Can lawmakers resist tapping into La. savings account before it meets its threshold?
BATON ROUGE, La. (WAFB) - Since 54% of voters agreed to create a state savings account in Louisiana six years ago, it’s grown at an incredibly fast pace. It’s reached roughly $1 billion through corporate and franchise taxes.
“And when you have a large amount of money sitting around, then it becomes the target of things that aren’t necessarily the most efficient use of those dollars,” said PAR Louisiana President Steven Procopio.
Procopio says the account must reach $5 billion before lawmakers can even consider touching the money. But like most things in politics, there are loopholes.
“The biggest one is with a two-thirds vote they can just take money out of the fund. PAR’s biggest concern is that we have a fiscal cliff coming up with some of the sales tax falling off and that legislators might be tempted in the future to use money that’s been set aside to fix a long-term structural problem,” Procopio added.
The money is intended to go toward infrastructure, but a two-thirds vote would allow lawmakers to use the money for whatever they want.
“I don’t think that’s going to happen. The other opportunity is if there’s an emergency you can tap into it as well, but, since we have a surplus this upcoming fiscal year, I don’t anticipate that being an issue,” said Rep. Jerome Zeringue (R).

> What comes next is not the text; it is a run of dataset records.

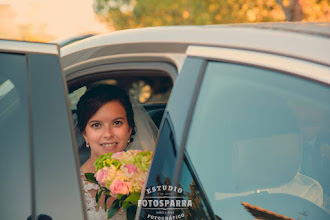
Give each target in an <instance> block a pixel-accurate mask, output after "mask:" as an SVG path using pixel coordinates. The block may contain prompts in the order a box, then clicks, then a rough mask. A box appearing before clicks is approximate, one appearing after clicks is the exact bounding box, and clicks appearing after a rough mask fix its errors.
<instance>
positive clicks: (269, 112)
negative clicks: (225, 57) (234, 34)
mask: <svg viewBox="0 0 330 220" xmlns="http://www.w3.org/2000/svg"><path fill="white" fill-rule="evenodd" d="M329 100H330V97H329V87H327V86H326V85H323V84H319V83H316V82H313V81H307V80H305V79H302V78H296V77H293V76H290V75H286V74H283V73H280V72H275V71H271V70H266V69H260V68H256V67H250V66H243V65H237V64H229V63H217V62H209V63H208V65H207V67H206V70H205V75H204V79H203V82H202V84H201V89H200V91H199V95H198V98H197V102H196V106H195V109H194V115H193V118H192V123H191V126H190V131H189V135H188V140H187V144H186V153H187V156H189V158H190V160H189V161H190V163H191V164H189V165H190V166H191V167H192V168H193V169H192V170H194V172H196V174H195V175H196V176H198V177H199V180H200V185H201V186H202V187H203V189H204V191H205V192H206V194H207V197H208V198H209V201H210V203H211V206H212V209H213V210H214V212H215V214H216V215H219V216H221V218H224V219H226V218H233V216H236V217H235V218H242V217H243V216H245V218H249V216H250V214H249V213H248V212H247V211H246V210H245V208H244V206H243V204H242V202H247V203H249V204H251V205H255V206H258V207H262V208H264V209H267V210H270V211H272V212H275V213H281V214H283V215H285V216H288V217H291V218H294V219H296V218H299V213H308V216H309V217H311V218H315V219H324V217H325V216H328V215H327V214H326V213H327V212H329V208H330V206H329V204H330V203H329V195H330V185H329V175H328V170H329V169H330V155H329V149H330V139H329V137H330V128H329V124H330V123H329V119H330V105H329ZM200 134H203V135H200ZM188 177H189V175H186V174H185V173H184V172H183V173H182V176H181V184H182V185H184V186H185V187H186V188H189V184H192V183H191V180H190V179H189V178H188ZM244 204H245V203H244ZM281 207H286V208H285V209H283V208H281ZM288 207H290V208H288ZM313 216H314V217H313Z"/></svg>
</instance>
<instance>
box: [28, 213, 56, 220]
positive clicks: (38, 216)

As chairman of both House Appropriations and the Joint Budget Committee, Rep. Zeringue answered whether or not he’s heard of anyone flirting with the idea of tapping into the money prematurely.
“Well, obviously they look at the amount of money that’s going to be in the fund. But again, the fund was established to have an opportunity to invest and make significant investments in addressing infrastructure issues which we need,” Rep. Zeringue added.
A large bulk of the money has poured into the account in the last couple years, and it was more than economists predicted. But the uptick in tax collections is likely more of a short-term anomaly as opposed to a long-term increase in the state’s treasury.
“The big concern is do you take money that essentially could be used for long-term investments or spend it on short-term needs that will be a recurring expense in the budget, but you won’t have a recurring source of revenue. And that’s where you really begin to get into problems fiscally,” Procopio explained.
WAFB was also told this will likely be a problem that surfaces after the next regular session when lawmakers begin to look for alternatives to renewing a tax, finding a new tax, or making cuts to things like higher education and healthcare. That’s when this savings account is going to look extra appealing to some at the Capitol.